US 11,657,833 B2
Classifying audio scene using synthetic image features
Eric Chris Wolfgang Sommerlade, Oxford (GB); Yang Liu, Reading (GB); Alexandros Neofytou, London (GB); and Sunando Sengupta, Reading (GB)
Assigned to Microsoft Technology Licensing, LLC, Redmond, WA (US)
Filed by Microsoft Technology Licensing, LLC, Redmond, WA (US)
Filed on Oct. 26, 2021, as Appl. No. 17/452,306.
Application 17/452,306 is a continuation of application No. 16/844,930, filed on Apr. 9, 2020, granted, now 11,164,042.
Claims priority of provisional application 62/961,049, filed on Jan. 14, 2020.
Prior Publication US 2022/0044071 A1, Feb. 10, 2022
This patent is subject to a terminal disclaimer.
Int.
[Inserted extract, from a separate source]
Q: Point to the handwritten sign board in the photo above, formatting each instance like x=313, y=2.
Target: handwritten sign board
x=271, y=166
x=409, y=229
Cl. H04N 5/272 (2006.01); H04N 7/14 (2006.01); G06F 18/214 (2023.01); G06F 18/241 (2023.01); G06V 10/764 (2022.01); G10L 25/51 (2013.01); G06V 10/82 (2022.01); G06V 10/44 (2022.01); G06V 20/00 (2022.01)
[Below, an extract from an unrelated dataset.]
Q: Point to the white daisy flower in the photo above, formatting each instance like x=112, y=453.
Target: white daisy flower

CPC G10L 25/51 (2013.01) [G06F 18/214 (2023.01); G06F 18/241 (2023.01); G06V 10/454 (2022.01); G06V 10/764 (2022.01); G06V 10/82 (2022.01); G06V 20/00 (2022.01); H04N 5/272 (2013.01); H04N 7/141 (2013.01)] 18 Claims
OG exemplary drawing
 
1. A computing system comprising:
a processor having associated memory storing:
a discriminator configured to determine whether a target feature is real or synthetic;
a generator having been trained on an audio-visual pair of image data and first audio data with the discriminator;
a classifier having been trained on second audio data that is not paired with an image, the first audio data and the second audio data being recordings generated at substantially different geographical locations; and
instructions that cause the processor to execute, at runtime:
the generator configured to generate synthetic image features from third audio data; and
the classifier configured to classify a scene of the third audio data based on the synthetic image features.